Saturday, June 13, 2009

Learnings from National PR Conference

I attended this week PR National Conference here in Vancouver, BC at the Westin Bayshore hotel. I attended many sessions and helped organize the 80 fabulous volunteers.Highlights for me were ...

Brian Solis talking about social media and the new world of PR.

Social Media is bigger than simply integrating a Blogger Relations branch to your PR strategy. It’s an opportunity to engage directly customers and peers who either purchase or recommend the decisions of others. ... The new world of influence demands customer empathy, evangelism, passion, expertise, and knowledge – everything else is disposable and takes away from your focus and potential.”

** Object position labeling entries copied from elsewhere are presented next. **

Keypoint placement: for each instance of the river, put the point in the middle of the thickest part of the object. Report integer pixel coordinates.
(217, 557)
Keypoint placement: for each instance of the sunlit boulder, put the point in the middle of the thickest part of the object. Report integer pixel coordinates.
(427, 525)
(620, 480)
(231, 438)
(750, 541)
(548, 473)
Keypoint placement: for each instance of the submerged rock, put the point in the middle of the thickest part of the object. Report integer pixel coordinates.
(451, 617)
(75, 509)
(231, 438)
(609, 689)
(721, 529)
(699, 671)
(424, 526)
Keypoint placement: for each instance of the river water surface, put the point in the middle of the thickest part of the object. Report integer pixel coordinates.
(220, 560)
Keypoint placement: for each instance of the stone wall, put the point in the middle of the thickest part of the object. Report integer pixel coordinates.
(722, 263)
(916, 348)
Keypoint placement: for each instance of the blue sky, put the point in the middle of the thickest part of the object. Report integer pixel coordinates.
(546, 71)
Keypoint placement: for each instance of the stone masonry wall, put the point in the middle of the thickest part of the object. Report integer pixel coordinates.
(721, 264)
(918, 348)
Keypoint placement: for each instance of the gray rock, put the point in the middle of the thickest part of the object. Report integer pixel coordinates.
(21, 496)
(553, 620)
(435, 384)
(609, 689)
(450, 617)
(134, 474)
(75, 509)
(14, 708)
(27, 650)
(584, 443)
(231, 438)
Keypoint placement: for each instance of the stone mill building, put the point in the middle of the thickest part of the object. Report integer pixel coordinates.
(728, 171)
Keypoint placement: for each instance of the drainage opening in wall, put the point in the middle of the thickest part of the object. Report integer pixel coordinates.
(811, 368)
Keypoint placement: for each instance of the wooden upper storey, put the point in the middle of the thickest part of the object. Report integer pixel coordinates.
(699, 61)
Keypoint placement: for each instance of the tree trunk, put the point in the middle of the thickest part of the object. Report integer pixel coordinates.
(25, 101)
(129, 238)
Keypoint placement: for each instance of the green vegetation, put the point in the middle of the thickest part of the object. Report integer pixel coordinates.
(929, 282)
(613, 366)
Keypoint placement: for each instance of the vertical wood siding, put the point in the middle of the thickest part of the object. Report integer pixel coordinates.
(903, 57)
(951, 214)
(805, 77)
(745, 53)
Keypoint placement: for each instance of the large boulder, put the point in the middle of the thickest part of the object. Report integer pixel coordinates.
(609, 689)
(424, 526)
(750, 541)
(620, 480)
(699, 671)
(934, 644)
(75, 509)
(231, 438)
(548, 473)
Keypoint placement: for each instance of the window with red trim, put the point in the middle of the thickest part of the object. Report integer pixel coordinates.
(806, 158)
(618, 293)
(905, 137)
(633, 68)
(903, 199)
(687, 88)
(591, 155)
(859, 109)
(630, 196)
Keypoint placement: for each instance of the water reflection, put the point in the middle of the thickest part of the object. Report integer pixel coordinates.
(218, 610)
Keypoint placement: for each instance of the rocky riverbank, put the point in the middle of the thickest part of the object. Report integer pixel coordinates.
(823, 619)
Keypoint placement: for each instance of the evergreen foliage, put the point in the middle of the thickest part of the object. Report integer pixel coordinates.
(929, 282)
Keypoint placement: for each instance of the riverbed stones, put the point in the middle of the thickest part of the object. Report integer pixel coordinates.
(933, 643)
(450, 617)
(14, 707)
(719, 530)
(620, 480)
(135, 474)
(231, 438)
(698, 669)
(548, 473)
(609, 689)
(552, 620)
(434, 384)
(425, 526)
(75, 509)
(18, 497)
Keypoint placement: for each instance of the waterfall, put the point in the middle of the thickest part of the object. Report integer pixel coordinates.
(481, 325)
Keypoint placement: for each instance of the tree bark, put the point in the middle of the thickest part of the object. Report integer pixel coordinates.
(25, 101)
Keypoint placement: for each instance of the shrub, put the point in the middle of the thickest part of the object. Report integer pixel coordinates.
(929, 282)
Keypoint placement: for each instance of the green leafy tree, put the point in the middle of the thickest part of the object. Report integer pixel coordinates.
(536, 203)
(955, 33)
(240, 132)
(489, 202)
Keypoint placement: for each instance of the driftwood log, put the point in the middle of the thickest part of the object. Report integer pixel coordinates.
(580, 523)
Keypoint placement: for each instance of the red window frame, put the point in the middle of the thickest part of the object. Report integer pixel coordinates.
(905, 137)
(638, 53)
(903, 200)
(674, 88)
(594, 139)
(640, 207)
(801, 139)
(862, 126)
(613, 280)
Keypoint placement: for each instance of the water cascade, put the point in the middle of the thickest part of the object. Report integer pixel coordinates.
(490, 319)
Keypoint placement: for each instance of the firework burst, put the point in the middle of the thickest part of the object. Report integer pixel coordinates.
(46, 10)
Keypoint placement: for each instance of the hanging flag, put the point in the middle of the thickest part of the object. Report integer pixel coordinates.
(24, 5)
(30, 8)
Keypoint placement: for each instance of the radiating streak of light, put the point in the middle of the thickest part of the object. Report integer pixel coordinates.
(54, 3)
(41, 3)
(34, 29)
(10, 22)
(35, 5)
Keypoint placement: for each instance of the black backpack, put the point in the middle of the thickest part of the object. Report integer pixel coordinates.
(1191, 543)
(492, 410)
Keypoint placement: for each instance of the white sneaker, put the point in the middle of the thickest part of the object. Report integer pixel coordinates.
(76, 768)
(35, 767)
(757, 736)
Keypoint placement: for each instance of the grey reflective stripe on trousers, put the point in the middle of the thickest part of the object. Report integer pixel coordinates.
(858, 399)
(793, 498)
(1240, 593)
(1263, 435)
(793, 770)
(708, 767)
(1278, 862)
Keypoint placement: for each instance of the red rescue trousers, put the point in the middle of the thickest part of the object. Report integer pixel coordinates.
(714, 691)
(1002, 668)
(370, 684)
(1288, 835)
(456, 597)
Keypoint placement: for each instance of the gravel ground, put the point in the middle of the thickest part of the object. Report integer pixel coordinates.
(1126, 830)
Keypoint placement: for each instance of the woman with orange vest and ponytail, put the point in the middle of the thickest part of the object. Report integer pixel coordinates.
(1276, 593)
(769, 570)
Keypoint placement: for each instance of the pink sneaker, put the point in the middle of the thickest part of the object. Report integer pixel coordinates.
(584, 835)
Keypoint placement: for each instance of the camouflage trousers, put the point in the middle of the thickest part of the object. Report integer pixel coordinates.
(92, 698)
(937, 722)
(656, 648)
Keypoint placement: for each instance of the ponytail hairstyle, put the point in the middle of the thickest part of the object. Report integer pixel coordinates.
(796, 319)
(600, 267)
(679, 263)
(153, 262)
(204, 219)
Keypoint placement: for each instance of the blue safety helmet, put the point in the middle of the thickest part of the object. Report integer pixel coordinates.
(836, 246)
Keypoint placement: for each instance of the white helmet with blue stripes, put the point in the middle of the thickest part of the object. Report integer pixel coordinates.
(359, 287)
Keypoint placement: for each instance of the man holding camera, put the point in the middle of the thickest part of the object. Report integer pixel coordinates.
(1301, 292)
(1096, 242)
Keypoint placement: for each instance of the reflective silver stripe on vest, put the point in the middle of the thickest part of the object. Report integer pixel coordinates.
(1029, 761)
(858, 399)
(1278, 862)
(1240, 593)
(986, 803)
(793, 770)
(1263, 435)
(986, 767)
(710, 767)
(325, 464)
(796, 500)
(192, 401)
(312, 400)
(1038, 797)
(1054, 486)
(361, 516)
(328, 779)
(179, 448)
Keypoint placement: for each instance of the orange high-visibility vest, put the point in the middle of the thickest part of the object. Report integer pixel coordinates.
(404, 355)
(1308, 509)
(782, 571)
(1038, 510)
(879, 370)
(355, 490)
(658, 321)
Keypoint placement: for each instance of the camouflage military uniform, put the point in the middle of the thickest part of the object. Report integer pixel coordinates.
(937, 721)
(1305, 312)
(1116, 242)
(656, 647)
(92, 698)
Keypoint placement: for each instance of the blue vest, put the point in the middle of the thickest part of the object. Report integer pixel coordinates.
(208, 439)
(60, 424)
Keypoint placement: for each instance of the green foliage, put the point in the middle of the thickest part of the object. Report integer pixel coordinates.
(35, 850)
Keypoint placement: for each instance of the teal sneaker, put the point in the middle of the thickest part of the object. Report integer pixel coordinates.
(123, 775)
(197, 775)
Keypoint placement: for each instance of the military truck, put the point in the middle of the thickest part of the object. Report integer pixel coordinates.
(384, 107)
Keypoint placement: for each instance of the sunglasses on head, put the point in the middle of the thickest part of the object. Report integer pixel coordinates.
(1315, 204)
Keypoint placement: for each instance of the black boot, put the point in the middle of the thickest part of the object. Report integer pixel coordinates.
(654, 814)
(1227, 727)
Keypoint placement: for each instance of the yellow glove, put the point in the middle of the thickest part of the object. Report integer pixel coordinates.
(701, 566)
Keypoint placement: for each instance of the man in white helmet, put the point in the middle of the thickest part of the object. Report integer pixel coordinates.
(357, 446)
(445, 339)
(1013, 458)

Maple Leaf Food’s VP Communications Jeanette Jones had a good presentation about their listeria crisis last year. I wonder if they would have had such a positive rebound in customer purchases and reputation if they didn’t have such a great CEO spokesperson.

Lessons learned:

  • Accept responsibility. Have CEO face of company.
  • Lead with facts and be open. http://www.mapleleafaction.com/
  • Have communication vehicles in place such as CEO weekly note, employee conference calls, external blogs (this one decreases reliance on media to disseminate info)
  • Use social media such as YouTube as well as TV
  • Use research to improve communications such as consumer polling
  • Don’t over think communications and act immediately
  • Ensure bilingual capabilities
  • Leverage external experts and have relationships built now
  • Maintain communication post crisis – consumers don’t want to forget and nor should the company

Three members from PR Global Alliance, Dan Tisch (Cdn), Paul Mylrea (UK) and John Paluszek (US) talked about the future of PR.

Dan’s points were that PR professionals need to:

  • elevate the profession raising standards, sharing knowledge
  • dig deeper in the what, why, how of mass culture and
  • build business literacy
  • co-create messages and content with citizens now; interact 2-way

Dan said in another panel that Canada on the global stage has reputation of the ability to listen and adapt and not do the one campaign worldwide approach (like the US has a reputation to do).

5 step plan for Social media with Maggie Fox. Her presentation style is very conversational and she has a great sense of humour. I would have liked to see more case studies but she did provide some good information about social media.

  1. Listen – research the online communities and find out what they are talking about
  2. Content – what content gets shared in the community and what doesn’t
  3. Technology – what are they using, where are they, monitor conversations
  4. Metrics – unique monthly visits to website, etc.
  5. Managing risks – create a risk management plan and assign a likelihood ranking

And lastly make sure you share results formally and informally with internal teams. Common misconception that social media is free. It is not free when you consider the time needed to make it work.